I've been trying to find the expression for the metric of the hyperbolic n-space, $\mathbb H^n$. For $n=2$ I've found (e.g. here) that $$ds^2=\frac{dx^2+dy^2}{y^2}.$$ But for $n>2$ I can't seem to find the expression for the metric...
Can anyone help me with this?
Also, on a related question, If I have a scalar field that obeys to the Laplace equation in $\mathbb H^2$, I get that the solution is the same as if I've written the Lapace equation in $\mathbb R^2$...that came as a surprise for me...Why does that happen? (I'm trying to have some understanding of the Hyperbolic space.)
Notes by Manfred Stoll look like a perfect match for your question: both the hyperbolic space (2.3) and harmonic functions on it (Chapters 3-4) are introduced from scratch. For the record, the metric on $\mathbb H^n$ is $ds^2 = \frac{dx^2}{x_n^2}$ where $dx^2$ is the Euclidean metric.
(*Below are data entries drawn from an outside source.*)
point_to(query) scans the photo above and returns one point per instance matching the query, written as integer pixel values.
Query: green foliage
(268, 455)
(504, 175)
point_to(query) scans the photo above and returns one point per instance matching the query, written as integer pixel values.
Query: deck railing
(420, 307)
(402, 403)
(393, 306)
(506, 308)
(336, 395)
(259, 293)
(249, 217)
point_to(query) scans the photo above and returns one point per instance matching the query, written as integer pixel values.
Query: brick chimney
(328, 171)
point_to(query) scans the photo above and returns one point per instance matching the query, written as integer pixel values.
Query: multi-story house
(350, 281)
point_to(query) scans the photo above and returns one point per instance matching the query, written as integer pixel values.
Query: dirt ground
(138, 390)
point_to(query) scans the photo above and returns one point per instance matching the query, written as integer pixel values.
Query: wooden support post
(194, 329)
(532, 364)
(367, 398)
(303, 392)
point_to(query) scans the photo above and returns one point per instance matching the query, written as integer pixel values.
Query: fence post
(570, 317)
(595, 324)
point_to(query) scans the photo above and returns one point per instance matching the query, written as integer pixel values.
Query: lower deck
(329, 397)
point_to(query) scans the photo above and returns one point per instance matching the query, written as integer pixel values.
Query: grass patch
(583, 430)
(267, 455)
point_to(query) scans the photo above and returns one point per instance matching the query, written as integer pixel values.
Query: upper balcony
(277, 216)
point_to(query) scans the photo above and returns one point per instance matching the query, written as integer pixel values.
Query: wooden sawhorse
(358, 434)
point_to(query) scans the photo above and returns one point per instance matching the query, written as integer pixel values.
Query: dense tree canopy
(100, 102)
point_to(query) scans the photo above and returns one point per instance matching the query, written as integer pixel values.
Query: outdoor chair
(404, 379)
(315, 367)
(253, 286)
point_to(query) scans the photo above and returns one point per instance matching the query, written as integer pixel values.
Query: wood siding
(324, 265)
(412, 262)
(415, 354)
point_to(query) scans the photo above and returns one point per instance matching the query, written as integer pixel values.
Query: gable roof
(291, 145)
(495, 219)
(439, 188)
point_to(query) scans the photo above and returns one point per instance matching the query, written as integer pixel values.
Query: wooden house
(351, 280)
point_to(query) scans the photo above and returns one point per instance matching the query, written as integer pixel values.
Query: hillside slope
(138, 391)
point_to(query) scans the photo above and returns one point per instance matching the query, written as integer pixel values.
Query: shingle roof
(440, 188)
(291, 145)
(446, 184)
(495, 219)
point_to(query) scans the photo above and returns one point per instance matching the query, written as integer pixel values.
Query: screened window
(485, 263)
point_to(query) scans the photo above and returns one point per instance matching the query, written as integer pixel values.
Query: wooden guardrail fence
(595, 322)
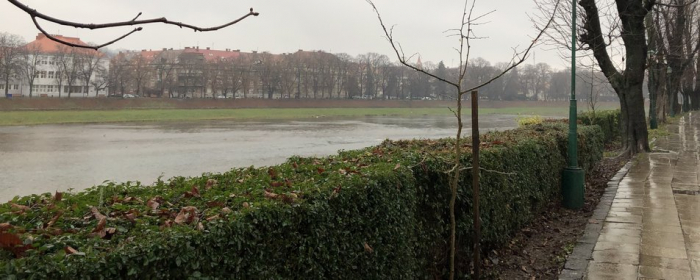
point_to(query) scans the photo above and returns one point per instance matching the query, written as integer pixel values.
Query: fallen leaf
(272, 172)
(58, 196)
(21, 208)
(186, 215)
(131, 217)
(100, 225)
(108, 233)
(194, 192)
(96, 213)
(368, 249)
(70, 251)
(9, 240)
(271, 195)
(213, 218)
(53, 220)
(211, 183)
(153, 204)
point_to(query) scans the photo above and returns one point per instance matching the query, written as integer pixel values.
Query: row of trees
(73, 69)
(173, 73)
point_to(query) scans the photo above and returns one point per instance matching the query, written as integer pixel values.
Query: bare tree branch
(34, 14)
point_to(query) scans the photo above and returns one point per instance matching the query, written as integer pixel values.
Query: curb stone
(577, 261)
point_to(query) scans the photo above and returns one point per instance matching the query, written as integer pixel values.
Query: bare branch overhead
(34, 14)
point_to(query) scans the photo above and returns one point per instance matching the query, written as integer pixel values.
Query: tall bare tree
(465, 35)
(29, 66)
(10, 58)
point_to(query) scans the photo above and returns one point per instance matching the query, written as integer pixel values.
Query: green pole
(573, 176)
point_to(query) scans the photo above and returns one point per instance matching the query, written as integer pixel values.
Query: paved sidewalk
(652, 228)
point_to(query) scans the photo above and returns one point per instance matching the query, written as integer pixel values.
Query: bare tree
(34, 15)
(101, 80)
(88, 63)
(29, 66)
(10, 58)
(465, 35)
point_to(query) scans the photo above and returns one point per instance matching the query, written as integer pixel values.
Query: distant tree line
(190, 73)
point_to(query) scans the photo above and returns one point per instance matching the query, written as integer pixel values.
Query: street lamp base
(572, 187)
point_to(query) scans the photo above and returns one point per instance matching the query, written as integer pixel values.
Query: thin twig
(34, 14)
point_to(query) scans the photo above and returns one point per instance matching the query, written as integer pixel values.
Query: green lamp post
(653, 124)
(573, 176)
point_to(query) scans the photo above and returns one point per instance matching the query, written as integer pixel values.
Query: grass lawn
(105, 116)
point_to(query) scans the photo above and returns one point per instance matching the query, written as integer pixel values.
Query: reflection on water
(47, 158)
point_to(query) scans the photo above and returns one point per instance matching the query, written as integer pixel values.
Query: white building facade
(60, 70)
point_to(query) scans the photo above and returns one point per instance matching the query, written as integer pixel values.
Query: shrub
(375, 213)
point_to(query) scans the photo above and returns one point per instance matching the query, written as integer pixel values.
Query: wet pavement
(48, 158)
(652, 227)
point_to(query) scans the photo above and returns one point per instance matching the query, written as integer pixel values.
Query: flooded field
(37, 159)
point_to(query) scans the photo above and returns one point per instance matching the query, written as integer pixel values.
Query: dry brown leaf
(211, 183)
(54, 219)
(96, 213)
(100, 225)
(70, 251)
(272, 172)
(271, 195)
(21, 208)
(4, 227)
(213, 218)
(153, 204)
(131, 217)
(368, 249)
(186, 215)
(58, 196)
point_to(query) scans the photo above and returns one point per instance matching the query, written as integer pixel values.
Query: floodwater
(48, 158)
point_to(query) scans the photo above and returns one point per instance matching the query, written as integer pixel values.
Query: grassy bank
(62, 117)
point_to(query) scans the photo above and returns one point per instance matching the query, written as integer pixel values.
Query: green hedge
(376, 213)
(608, 120)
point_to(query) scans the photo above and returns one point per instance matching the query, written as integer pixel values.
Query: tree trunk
(628, 84)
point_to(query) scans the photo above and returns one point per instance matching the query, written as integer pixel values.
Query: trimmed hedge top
(375, 213)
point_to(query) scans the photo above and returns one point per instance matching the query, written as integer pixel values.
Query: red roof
(47, 45)
(214, 55)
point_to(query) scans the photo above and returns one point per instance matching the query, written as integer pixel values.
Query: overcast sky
(338, 26)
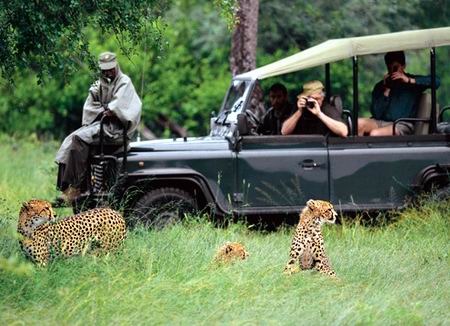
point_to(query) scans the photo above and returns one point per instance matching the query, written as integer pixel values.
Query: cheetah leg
(307, 259)
(323, 266)
(290, 268)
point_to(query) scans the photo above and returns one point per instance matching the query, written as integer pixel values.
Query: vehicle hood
(181, 144)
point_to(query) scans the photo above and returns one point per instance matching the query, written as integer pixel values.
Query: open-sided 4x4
(230, 172)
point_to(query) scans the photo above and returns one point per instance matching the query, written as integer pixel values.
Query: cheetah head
(32, 214)
(323, 210)
(231, 251)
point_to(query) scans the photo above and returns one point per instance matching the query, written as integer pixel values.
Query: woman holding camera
(314, 115)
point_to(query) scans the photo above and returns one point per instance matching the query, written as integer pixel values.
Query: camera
(309, 104)
(389, 82)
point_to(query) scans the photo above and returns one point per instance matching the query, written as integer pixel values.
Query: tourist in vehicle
(394, 97)
(114, 96)
(280, 110)
(314, 115)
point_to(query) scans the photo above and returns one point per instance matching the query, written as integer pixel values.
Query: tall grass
(392, 274)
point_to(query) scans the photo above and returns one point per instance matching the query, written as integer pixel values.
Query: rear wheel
(164, 206)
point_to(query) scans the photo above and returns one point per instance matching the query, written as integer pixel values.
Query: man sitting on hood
(113, 95)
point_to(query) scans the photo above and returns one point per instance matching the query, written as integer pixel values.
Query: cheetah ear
(311, 204)
(38, 220)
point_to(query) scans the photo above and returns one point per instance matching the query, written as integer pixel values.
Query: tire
(443, 193)
(163, 206)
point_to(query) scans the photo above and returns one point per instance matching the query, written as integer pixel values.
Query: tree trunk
(243, 48)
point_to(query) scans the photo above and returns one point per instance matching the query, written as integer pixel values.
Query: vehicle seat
(336, 101)
(424, 112)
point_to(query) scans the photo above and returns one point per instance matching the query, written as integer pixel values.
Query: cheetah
(307, 245)
(230, 252)
(98, 230)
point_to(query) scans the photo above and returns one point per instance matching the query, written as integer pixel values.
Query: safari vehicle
(231, 172)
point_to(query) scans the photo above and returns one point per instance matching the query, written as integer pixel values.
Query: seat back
(424, 112)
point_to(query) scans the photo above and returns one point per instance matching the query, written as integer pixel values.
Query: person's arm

In dimension $2$ (only) the hyperbolic and Euclidean harmonic functions indeed coincide: see formulas (3.2) and the (yet unfinished) section 3.4. One might wonder if this is a feature or a bug. One of possible explanations is that hyperbolic isometries are conformal maps, and conformality is related to the Laplace equation only in dimension $2$. (In dimensions $n\ge 3$ conformal maps are related to the non-linear $n$-Laplace equation.)